A Muslim woman who worked on the National Security Committee in Trump‘s White House has written a piece describing how she quit the job after only eight days, spurred by the President’s decision to enforce a travel ban on Syrian refugees and people from seven Muslim majority nation.
When Trump issued a ban on travellers from seven Muslim-majority countries and all Syrian refugees, I knew I could no longer stay and work for an administration that saw me and people like me not as fellow citizens, but as a threat.
She writes on informing senior NSC communications advisor Michael Anton, a Trump appointee, of her decision to leave, and the icy reception she received. Anton was recently exposed as the author of a series of pseudonymous essays “extolling the virtues of authoritarianism” and describing Muslims as an intrinsic threat to the West.

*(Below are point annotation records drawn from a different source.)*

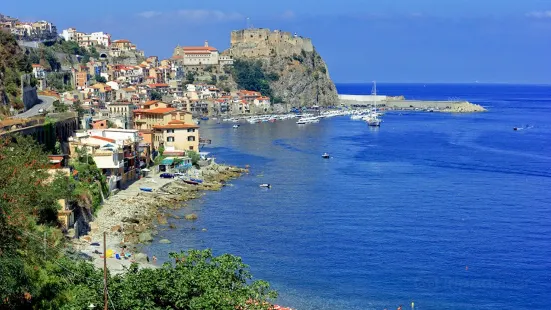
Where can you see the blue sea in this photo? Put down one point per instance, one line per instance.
(449, 211)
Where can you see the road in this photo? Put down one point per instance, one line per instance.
(46, 104)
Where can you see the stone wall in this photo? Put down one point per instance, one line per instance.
(266, 43)
(30, 97)
(303, 77)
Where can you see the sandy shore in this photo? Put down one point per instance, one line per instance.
(435, 105)
(128, 217)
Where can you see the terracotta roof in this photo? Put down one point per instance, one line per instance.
(156, 111)
(198, 48)
(197, 52)
(158, 85)
(150, 102)
(103, 138)
(176, 124)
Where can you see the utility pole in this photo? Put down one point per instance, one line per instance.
(45, 244)
(104, 272)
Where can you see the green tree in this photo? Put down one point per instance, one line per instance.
(37, 277)
(155, 95)
(213, 80)
(100, 79)
(190, 77)
(94, 52)
(28, 209)
(195, 157)
(59, 107)
(77, 107)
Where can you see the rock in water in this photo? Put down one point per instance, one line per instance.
(130, 220)
(145, 237)
(140, 258)
(296, 72)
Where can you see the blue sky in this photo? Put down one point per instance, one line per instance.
(492, 41)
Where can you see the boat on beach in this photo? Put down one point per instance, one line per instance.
(308, 120)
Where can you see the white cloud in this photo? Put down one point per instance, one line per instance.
(539, 14)
(149, 14)
(209, 15)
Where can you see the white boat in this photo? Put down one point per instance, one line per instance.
(308, 120)
(373, 118)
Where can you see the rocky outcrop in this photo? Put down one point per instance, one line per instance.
(465, 107)
(302, 77)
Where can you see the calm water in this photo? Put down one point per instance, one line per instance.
(451, 211)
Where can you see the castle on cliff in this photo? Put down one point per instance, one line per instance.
(261, 42)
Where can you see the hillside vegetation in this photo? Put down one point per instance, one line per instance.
(38, 269)
(13, 63)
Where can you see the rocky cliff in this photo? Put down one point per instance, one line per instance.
(302, 77)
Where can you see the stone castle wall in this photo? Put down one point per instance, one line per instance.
(265, 43)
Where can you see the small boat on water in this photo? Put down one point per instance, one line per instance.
(191, 182)
(308, 120)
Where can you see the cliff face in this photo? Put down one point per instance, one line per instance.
(13, 64)
(303, 78)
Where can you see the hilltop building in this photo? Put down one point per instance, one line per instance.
(87, 39)
(200, 55)
(261, 42)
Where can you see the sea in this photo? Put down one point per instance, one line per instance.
(448, 211)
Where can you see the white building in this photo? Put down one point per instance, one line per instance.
(101, 38)
(85, 39)
(69, 34)
(197, 55)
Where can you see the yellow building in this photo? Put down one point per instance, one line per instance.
(145, 119)
(177, 135)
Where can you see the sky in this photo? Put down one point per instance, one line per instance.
(402, 41)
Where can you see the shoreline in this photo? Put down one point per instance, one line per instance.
(401, 104)
(130, 217)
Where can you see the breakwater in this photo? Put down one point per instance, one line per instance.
(400, 103)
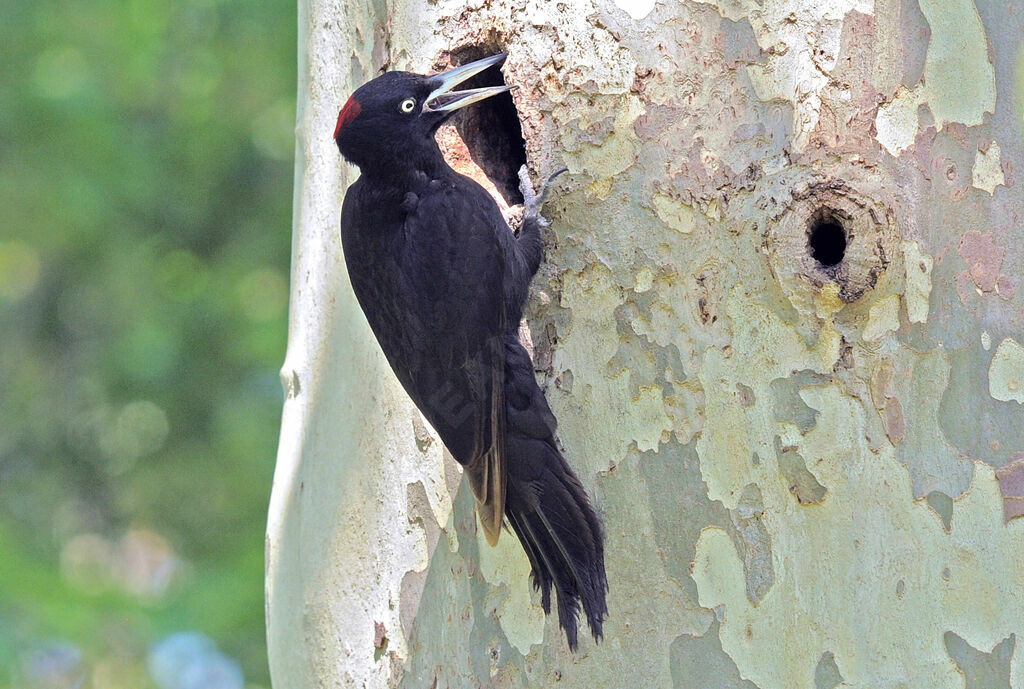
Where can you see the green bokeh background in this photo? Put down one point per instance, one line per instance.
(145, 180)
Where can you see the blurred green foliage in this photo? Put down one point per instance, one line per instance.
(145, 176)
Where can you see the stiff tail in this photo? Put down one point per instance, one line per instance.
(550, 512)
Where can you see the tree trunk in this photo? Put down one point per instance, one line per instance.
(778, 321)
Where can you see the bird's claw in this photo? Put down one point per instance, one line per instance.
(531, 200)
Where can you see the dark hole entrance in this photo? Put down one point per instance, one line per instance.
(491, 128)
(826, 240)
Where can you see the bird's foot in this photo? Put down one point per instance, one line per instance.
(534, 200)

Over the course of the campaign, even when I was able to storm through the bad days, I realized the rhetoric was taking a toll on American communities. When Trump first called for a Muslim ban, reports of hate crimes against Muslims spiked. The trend of anti-Muslim hate crimes is ongoing, as mosques are set on fire and individuals attacked––six were killed at a mosque in Canada by a self-identified Trump supporter.Throughout 2015 and 2016, I watched with disbelief, apprehension, and anxiety, as Trump’s style of campaigning instigated fear and emboldened xenophobes, anti-Semites, and Islamophobes. While cognizant of the possibility of Trump winning, I hoped a majority of the electorate would never condone such a hateful and divisive worldview.
It wasn’t just the travel ban that troubled her – she says that she had an issue with how control of the security apparatus was being centralised in the hands of only a few people. She said she was inspired by the response of protesters to the administration’s actions:
People of every religion, race, ethnicity, sexual orientation, gender, and age pouring into the streets and airports to defend the rights of their fellow Americans over the past few weeks proved the opposite is true––American diversity is a strength, and so is the American commitment to ideals of justice and equality.